Technology should not strip us off our ‘human’ ability to survive and thrive independently. We should not be enslaved by our own inventions. Let's think about children and re-think our approaches in upbringing and nurturing them at this digital era.
I recently observed with abysmal shock when, while at a community dialogue, an event which brought people from across Africa, a participant pushed through the day without eating a buffet organised by community members because there were no cutleries to use, and had never used bare hands to eat before. As part of the organising team, it was shameful as such peculiarity caught us off-guard despite prior pre-travel briefing. Perhaps the participant feared likely reprimand to have carried personal cutleries and or ask for one.

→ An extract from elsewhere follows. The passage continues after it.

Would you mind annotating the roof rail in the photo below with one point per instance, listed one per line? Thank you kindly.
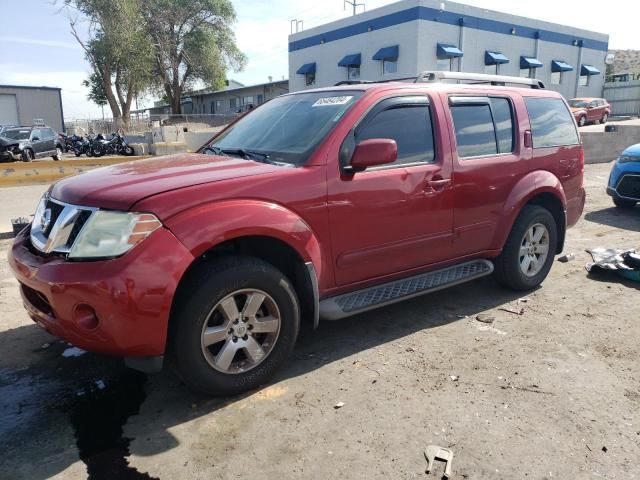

Technology is here to stay and it’s slowly and painfully robbing us off abilities to function without them. Perhaps you have a friend, family member, neighbour, or colleague who types over 40 words per minute on computer but takes an hour to write an A4 full page using pen and paper. Increasingly, we see people; a) unable to prepare rice without a rice cooker, b) from childhood have been using washing machine, and d) have difficulties using pit latrines because they are used to sitting pan ceramic toilet systems. We can’t deny the fact that some people are born and raised in fairly ‘privileged’ environments. Nonetheless, one can imagine the shock of having to adjust in the event of a temporary visit to friends or relatives without such facilities.
Perhaps you have observed children struggling to adjust to new homes upon unfortunate demise of their parents. Like me, I’m certain you have also heard or observed with empathy, people who due to life uncertainties fall off from ‘grace to grass’, and with numerous examples of previously ‘powerful people’ who suddenly lost their anchors and fame and as such, had to physically relocate from inner rings of the city to hard-to-reach villages, and were relegated from posh cars to footing, mansions to small suites, and air-conditioned office/room to grass thatched huts with uncompromising rats, generous mosquitoes, and severe deprivation.
Of what value is it to ‘pump’ our lads and lasses with unlimited and unregulated Internet bundles, television series, computer games, but not create time and space to teach them life skills, self-help strategies, and survival techniques especially when confronted with extreme and undesirable life-demanding circumstances? How about our contribution in ‘pumping’ children with implausible doses of ice creams and chocolates? What does this say about parenting styles at a time when adults are struggling with daily stressors of managing contemporary families, and all they can do is labour even harder to protect, educate, and defend their children to the best of their abilities? I’m neither discrediting ice creams and chocolates nor discouraging their intake. If any, I’m a great fan of both especially as part of my regular downtown weekend drives.
Indeed, modern day lives have been ‘eased’ with inventions of infrared rays remote-supported machines. I’m certain you resonate with me in celebrating the brains behind these technologies and people who ushered us into an era where we watch with amusement as cloths spin inside a machine washer through to the dryer. I cannot imagine how else life would look like without a hoover, dish washer, deep fryer, microwaves ovens, gas and electric cookers, echo friendly refrigerators, Wi-Fi enabled smart HD televisions, and 5D cinema technology among others – all of which makes the twenty first century a much better era for humankind.
However, these ‘beautiful’ inventions continue to have stern tolls on us, and more so on children. While investigations continue on what these electronics do to our physics and psych, let’s mull-over how they both enable and deprive us in equal measures, what they give and take from us, and whether the joy and satisfaction of their usage is commensurate to the degree of damage and why we should be concerned about the health of our current and future generations, and the need to entertain conversations on self regulations but also educate young ones on the potential dangers of addiction to certain equipment.
As concerned adults who desire to leave this world a better place for young people, we ought to keep both eyes open on the likely long-term implications of the decisions we make on behalf of children and the kinds of adults we want to nurture them into as custodians of the future. As for cutleries, they are both attractive and fancy to use but we also need to skill children to use their hands to eat – anyhow, studies have demonstrated its physical and cognitive value.
I implore you to conduct self and family audits including assessing your children’s abilities to wash dishes, mop, wash their own pants, as well as the hours spent seated operating electronic devices. Studies have shown that an average person spends four years of their life looking down on their cell phones. It’s vital to plan and organise the best for our children but it’s equally crucial that we prepare them to walk through worse case scenarios of life in difficult times of life – for which they do come.
Technology should not strip us off our ‘human’ ability to survive and thrive independently. Above all, we shouldn’t be enslaved by our own inventions. Whether or not you have a family or children, may this piece re-awaken our thoughts on children’s upbringing and rekindle our conscience in shaping the future for younger generations, and towards the ideal environment with which we all wish to happily retire in the evening hours of our natural lives. I’m not a ranting unemployed youth. It’s not poverty compelling me to write, I’m not asking readers to stop stocking technology ‘goodies’. I also fancy contemporary ‘good life’ and therefore not insinuating regression to old school hassles. Rather, I’m a concern citizen and I hope you join me in fighting dependency on technology.